Review (A Letter to Baz Luhrmann): Australia

Genre: Drama (Historical/Romance)

O, Baz! What have you done?! What an epic, what a charge, what an embarrassment!

Dear Baz,
It saddens me ever so greatly, to see you put out such an indelicate new work, especially when your preceding films have been so increasingly polished. As I sat there in the theater taking it all in, I couldn't help but wonder, what happened to your sense of balance? What to your eye for editing? What to your mind for argument?? It is in response to these pressing questions of mine, that I feel compelled to be typing this address to you now, in hope that you will heed my comments, learn from your mistakes, and not ruin Wicked for its expected filmic debut in 2010.

While Australia certainly had its (small) set of redeeming features, I found the majority of the film to, not only be exceedingly contrived, but to moreover be confused about its contrivance: While the sets had a certain stylized beauty and the costumes a similarly editorialized flair, the rest of the film seemed to be no more than a daytime soap opera on a grand scale, a melodramatic throwback to the films of (for example) David Lean but a throwback that seemed to cyclically forget and then remember again from where exactly it owes it sways. At opening a (to my eye) extremely conscious reproduction of the heavy-handed, romance-driven, and baseless sweeping scenes of those films of old, Australia was quick to slip away from such smart hyperboles of its origins and to thus slide into comfort and almost into seriousness in its overworked surroundings. That you seemed to genuinely want your audience to care during a significant portion of the film for its protagonists, instead of to merely nostalgically adore them as concise epithets of historical romance, is a surefire sign of the significant misgivings you must have had about the directions the work would eventually take. Such an unbalanced perspective on your product is not only imprudent but also irresponsible, and I must say it left Ms. Kidman, your gifted leading actress, more than a bit aflutter between the quite beautiful exaggerated huffs of metaconscious melodrama and the treacly swoons of "damsel-alia" and self-serious, true drama. Either take it or leave it, Baz: You can't do melodrama half of the way...
...especially when your editors are apparently incompetent. Sure, each of them has a previous Oscar nomination for his work, but each should have his stripped away for this travesty. Sloppy storyline compositions, excessive inclusions, and just endless, sagging second and third acts caked up more bluff than I could well tolerate.

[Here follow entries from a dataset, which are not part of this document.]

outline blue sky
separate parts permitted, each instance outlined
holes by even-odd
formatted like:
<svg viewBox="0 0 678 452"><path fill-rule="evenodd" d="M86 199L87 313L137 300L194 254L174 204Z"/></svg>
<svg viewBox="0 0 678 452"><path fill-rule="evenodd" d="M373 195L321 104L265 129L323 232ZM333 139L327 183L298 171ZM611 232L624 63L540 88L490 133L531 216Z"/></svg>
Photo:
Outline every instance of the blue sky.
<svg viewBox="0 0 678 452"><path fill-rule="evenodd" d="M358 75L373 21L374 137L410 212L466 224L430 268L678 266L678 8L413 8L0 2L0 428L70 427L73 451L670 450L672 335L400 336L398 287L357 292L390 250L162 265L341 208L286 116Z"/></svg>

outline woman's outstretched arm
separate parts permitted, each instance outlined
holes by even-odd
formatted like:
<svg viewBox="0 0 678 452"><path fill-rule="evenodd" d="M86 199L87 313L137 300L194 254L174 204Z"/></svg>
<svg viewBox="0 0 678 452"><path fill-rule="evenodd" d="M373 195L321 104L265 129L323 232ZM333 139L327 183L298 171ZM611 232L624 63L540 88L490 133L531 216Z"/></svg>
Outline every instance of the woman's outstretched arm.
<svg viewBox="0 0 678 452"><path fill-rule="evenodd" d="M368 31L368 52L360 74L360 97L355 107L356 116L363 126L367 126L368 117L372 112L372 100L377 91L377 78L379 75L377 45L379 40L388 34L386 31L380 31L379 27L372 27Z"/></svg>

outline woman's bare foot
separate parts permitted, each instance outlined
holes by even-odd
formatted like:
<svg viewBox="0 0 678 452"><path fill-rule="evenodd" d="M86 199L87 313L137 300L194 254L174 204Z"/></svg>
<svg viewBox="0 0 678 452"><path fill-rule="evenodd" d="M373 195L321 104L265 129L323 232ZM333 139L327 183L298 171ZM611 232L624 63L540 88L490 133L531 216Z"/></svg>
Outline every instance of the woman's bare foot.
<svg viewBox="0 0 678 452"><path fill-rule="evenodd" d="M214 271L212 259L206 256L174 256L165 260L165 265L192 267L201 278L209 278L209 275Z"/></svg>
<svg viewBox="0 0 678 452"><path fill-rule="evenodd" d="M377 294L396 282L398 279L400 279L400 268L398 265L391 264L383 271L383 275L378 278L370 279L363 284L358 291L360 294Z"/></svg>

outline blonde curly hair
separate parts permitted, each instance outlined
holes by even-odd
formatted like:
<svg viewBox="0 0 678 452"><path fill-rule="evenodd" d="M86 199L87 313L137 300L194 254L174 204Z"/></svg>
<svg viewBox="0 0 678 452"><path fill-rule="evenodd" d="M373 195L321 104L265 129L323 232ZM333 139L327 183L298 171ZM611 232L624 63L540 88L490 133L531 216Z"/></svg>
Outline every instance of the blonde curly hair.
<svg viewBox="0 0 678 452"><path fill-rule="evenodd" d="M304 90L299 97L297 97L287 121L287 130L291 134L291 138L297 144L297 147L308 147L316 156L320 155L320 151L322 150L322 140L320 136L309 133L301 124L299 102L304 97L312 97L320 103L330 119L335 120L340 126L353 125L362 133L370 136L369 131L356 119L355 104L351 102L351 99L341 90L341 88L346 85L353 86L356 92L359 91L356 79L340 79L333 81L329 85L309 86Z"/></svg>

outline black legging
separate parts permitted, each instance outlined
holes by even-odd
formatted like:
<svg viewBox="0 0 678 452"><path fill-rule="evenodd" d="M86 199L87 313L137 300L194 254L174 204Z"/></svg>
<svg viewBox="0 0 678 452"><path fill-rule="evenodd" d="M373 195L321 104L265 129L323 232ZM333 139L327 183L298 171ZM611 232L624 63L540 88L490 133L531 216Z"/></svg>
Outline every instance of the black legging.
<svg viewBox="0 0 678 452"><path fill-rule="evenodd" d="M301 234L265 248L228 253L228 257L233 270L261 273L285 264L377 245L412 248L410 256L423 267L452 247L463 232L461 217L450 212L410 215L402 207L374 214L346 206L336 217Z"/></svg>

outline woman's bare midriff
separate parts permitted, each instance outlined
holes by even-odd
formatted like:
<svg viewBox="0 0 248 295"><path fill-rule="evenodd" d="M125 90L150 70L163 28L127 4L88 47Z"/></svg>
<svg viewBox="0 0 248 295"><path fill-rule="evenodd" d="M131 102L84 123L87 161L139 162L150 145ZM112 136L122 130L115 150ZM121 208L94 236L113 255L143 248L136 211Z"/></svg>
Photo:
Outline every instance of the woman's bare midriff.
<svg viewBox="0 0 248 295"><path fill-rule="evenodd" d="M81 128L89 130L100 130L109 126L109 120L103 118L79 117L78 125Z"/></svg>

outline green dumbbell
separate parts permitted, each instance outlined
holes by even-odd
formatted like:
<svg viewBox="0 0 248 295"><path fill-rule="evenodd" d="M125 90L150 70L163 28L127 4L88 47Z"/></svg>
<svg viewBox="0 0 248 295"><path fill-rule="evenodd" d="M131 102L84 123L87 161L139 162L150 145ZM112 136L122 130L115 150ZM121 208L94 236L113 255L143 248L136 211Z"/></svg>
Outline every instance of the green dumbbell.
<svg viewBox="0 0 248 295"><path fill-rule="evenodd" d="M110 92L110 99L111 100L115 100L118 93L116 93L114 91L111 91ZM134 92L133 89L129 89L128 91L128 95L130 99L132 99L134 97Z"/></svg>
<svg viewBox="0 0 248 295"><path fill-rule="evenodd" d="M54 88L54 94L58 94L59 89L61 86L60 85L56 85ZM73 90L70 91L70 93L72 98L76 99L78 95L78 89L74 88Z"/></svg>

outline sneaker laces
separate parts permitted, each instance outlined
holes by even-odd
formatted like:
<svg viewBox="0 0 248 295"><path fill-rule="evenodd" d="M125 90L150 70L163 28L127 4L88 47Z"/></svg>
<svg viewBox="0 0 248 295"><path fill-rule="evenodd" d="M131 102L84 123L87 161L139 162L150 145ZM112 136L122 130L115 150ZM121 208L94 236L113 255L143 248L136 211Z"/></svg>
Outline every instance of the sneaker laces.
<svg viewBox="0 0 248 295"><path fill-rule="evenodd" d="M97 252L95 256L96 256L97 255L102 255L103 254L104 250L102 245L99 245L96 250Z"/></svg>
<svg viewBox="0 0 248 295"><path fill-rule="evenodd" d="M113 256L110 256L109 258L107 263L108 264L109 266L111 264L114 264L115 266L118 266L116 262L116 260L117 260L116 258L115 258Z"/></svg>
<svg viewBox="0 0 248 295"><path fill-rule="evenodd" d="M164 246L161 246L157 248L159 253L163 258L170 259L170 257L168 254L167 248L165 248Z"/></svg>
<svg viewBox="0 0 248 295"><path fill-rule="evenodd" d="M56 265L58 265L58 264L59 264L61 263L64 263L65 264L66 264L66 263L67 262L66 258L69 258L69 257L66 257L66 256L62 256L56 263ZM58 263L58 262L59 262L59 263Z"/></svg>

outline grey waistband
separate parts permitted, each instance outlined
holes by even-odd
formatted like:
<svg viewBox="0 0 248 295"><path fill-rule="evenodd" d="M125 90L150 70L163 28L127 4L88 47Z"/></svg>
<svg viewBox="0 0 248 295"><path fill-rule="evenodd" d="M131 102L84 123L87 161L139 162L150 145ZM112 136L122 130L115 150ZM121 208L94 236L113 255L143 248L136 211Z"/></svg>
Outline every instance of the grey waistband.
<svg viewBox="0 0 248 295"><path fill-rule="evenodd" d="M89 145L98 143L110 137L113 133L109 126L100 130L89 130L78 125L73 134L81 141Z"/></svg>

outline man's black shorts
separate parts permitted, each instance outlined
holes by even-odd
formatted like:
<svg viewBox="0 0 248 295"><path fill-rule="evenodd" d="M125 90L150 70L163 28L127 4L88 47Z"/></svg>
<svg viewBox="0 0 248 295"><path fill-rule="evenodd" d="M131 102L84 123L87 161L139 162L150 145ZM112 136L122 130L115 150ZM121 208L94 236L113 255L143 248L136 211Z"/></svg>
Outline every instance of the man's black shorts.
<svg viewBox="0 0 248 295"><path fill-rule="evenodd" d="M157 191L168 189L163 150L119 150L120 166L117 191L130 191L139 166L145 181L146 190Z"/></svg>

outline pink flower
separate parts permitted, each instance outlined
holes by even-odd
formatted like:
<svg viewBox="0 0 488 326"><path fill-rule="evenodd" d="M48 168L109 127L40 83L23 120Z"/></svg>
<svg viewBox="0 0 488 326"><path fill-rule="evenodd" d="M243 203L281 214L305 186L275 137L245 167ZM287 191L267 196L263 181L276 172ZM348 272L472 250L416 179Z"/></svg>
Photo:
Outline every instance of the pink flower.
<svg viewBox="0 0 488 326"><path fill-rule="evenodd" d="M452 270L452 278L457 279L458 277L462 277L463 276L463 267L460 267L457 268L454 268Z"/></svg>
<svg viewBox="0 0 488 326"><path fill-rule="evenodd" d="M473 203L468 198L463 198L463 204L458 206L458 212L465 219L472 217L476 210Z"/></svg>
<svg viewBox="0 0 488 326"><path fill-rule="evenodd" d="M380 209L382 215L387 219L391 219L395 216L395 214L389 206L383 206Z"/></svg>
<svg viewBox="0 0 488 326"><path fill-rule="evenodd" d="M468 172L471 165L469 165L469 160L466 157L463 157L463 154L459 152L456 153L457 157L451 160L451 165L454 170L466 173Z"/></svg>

More than once did I shift in my seat, gaze lazily around the theater, and seek out the other bored film-goers for a brief moment of weary commiseration; and even once for such an act isn't good in my estimation. Please, clean it up, Baz; of it all, this, editing, was the most disappointing point of your latest work.
...the most disappointing, not only because such feckless editing stood out as weary-making itself but also because it saddled the film with the dubious quality of artifice, superfice, and pandering: that is, almost total lack of argument. While the film was introduced by a meaty premise of racial segregation and related prejudices manifesting as the tragic displacements of the members of the "stolen generations" in Darwin, Australia, it quickly jams into itself almost masochistically the most contrived and typical storybook romance of the stock independent damsel and the stock rugged poet, a marriage of unequals that plays more unstably than a seesaw. Instead of trying to build something interesting out of this situation, the film chooses instead to focus on Danielle-Steele-esque shots of Mr. Jackman's body, hollow reproductions of the sentiments behind the romance in Out of Africa (1985), and unfavorable relegations of the aboriginal/racial plights to the background as much as possible, so much so that the few moments in which they actually do take the spotlight are completley dominated by almost head-bangingly stereotypical sights and images. Again, though, this may all have been excusable with some handier editing and a wit that appeared to be always knowledgeable of what it was putting out there - but such tightness in the work was patchy at best. O, Baz, Baz, Baz...how did this ever mettle your approval?
I don't think I can go on much more here. All I have left is: if you intended on creating a really great C-level movie, congratulations! But let's try to keep aspirations higher next time.

Sincerely, your forgiving fan,

Grade: C+, unfortunate results of a once noble effort.